The program supports emerging scientific leaders researching novel ideas for improving offshore energy system safety and the well-being of coastal communities and ecosystems.
Alejandra Hernandez Escobar, a mechanical engineering doctoral student working in Ma’s lab, says the interdisciplinary effort is crucial for advancing the offshore industry and contributing to a more sustainable future.
“We’re at a turning point where sustainability, cleaner energy and responsible food sources are gaining momentum,” Escobar says. “By integrating knowledge from various fields and leveraging machine learning techniques, this research aims to make quicker and more reliable predictions in flow-induced vibration problems.”
Developing expertise in machine learning for structural research
Ma developed an interest in fluid-structure interactions during her undergraduate studies at Shanghai Jiao Tong University in China. She then pursued a doctoral degree in mechanical engineering at the Massachusetts Institute of Technology.

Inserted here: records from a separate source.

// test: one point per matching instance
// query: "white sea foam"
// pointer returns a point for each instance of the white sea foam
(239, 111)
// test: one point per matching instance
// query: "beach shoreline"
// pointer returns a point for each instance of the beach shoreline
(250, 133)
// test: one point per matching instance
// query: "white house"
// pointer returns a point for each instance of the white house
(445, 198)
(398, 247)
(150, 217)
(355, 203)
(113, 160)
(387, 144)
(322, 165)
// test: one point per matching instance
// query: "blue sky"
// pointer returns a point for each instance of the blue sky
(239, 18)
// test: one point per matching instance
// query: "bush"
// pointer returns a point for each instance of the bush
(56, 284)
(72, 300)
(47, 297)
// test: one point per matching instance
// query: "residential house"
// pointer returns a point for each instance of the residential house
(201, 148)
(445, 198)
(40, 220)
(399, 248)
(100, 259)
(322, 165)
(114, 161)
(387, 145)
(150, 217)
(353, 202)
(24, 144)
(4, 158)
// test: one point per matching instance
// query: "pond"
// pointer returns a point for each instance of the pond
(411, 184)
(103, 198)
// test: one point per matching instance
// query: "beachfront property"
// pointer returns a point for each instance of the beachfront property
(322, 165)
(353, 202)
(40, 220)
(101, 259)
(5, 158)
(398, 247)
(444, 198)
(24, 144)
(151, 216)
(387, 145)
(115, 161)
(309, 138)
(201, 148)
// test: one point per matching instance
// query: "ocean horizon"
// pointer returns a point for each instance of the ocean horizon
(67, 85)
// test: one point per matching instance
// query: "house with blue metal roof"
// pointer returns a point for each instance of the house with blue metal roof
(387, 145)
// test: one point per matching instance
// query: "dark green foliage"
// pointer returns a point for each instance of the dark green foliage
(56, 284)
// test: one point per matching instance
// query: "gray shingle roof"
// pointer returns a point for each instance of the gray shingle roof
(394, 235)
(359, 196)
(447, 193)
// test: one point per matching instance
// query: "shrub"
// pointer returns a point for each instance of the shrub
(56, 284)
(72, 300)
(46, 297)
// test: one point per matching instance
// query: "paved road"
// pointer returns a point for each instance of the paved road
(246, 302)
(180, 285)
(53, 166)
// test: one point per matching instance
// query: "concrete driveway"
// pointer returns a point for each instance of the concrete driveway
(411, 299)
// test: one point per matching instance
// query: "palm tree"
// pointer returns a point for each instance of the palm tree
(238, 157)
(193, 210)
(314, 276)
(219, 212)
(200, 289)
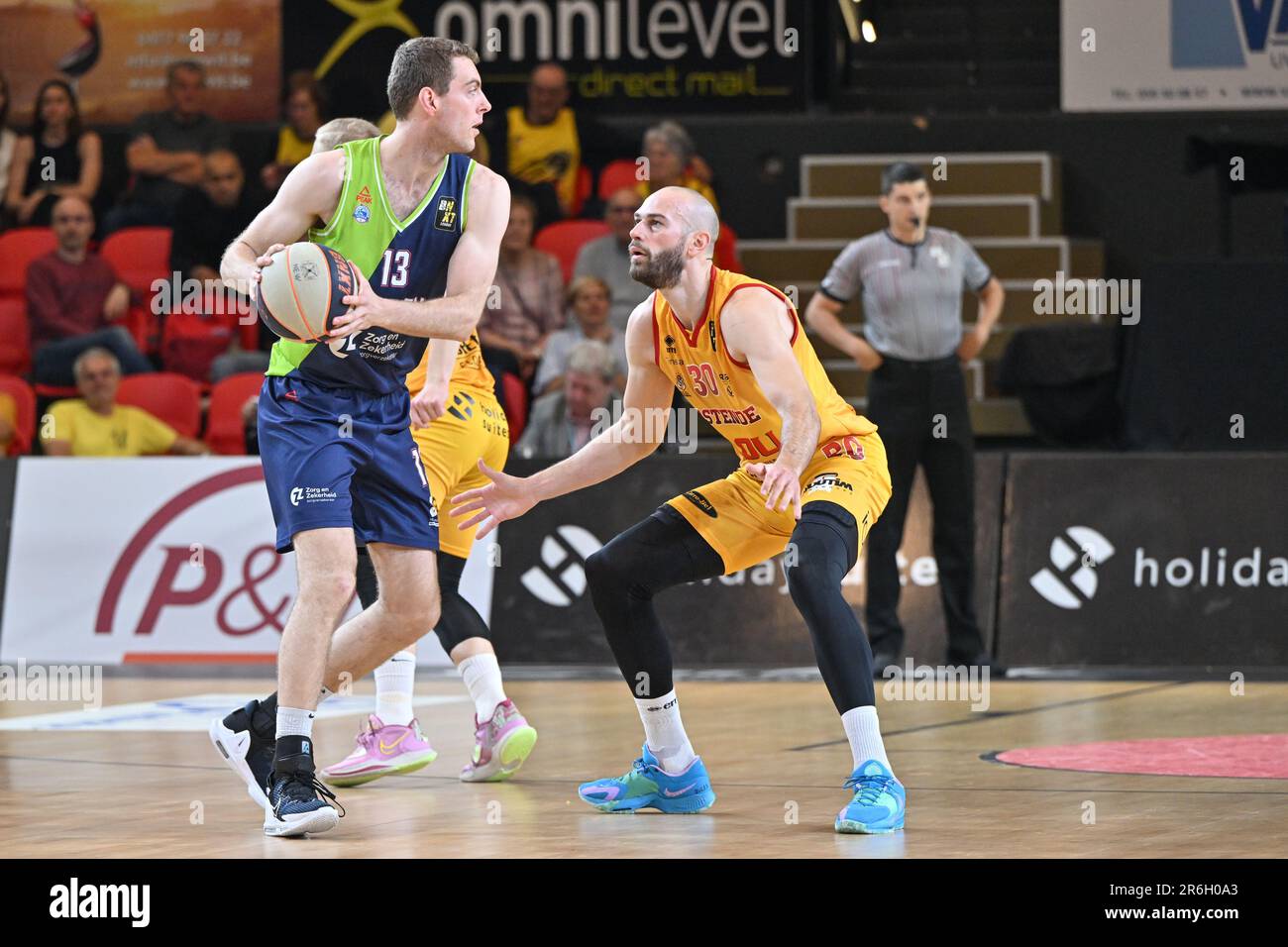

Despite the dry climate, Ma found a home for her water-focused research at the School for Engineering of Matter, Transport and Energy, part of the Fulton Schools, due to its strong community in machine learning for mechanical and materials engineering.
Ma researches structural mechanics and fluid-structure interactions of flexible structures. She has developed physics-informed machine learning systems to improve prediction efficiency and generalizability of the flow-induced vibration for long, slender structures.
Her work has been integrated into numerical simulations and impacted the continued development of a widely used ocean engineering software, known as SHEAR7, which is used by offshore engineering companies around the world to estimate the fatigue damage rate of drilling and production risers exposed to ocean currents.
Ma’s techniques integrate machine learning and artificial intelligence, known as AI, into mechanics problems. Her lab, the Ocean and Soft Intelligent Structure Interaction lab, is developing machine learning tools to develop fast predictive models and design smart structures in complex fluid flow conditions.
New models for securing structures
Ma is currently applying her expertise through the Gulf Research Fellowship from the National Academies. She will receive $76,000 over the course of two years to develop real-time predictive models for environmental-induced damage to offshore structures. This modeling technology will guide maritime developers in identifying safe conditions, thereby creating opportunities for damage prevention and ensuring the longevity of the structures.
The long flexible mooring lines, which secure the structure to a place, and riser systems, which transport fluids between the seabed and the surface, are are subjected to flow-induced vibration. Due to accumulated fatigue damage, offshore energy structures may develop material cracks in their critical locations sooner than expected. The failure of these key systems may cause millions of dollars to the offshore industries and even environmental disasters such as oil spills.
Ma says using AI will help researchers predict, prevent and understand systematic damage.
“Traditionally, people use expensive and complicated simulations for the dynamic interaction between fluid and marine structures,” she says. “My approach combines machine learning and mechanics-based models to develop faster predictive models, which can guide the marine operators to take action and intervene.”
Ma aspires to create a course for students to combine machine learning and physics-based models to study mechanics problems. She looks forward to the opportunities the award will provide for her and her team, noting her interest in pursuing future collaborations with faculty members in the ASU School of Ocean Futures.
“This award will attract more students to join my lab and spark their interest in the field,” she says.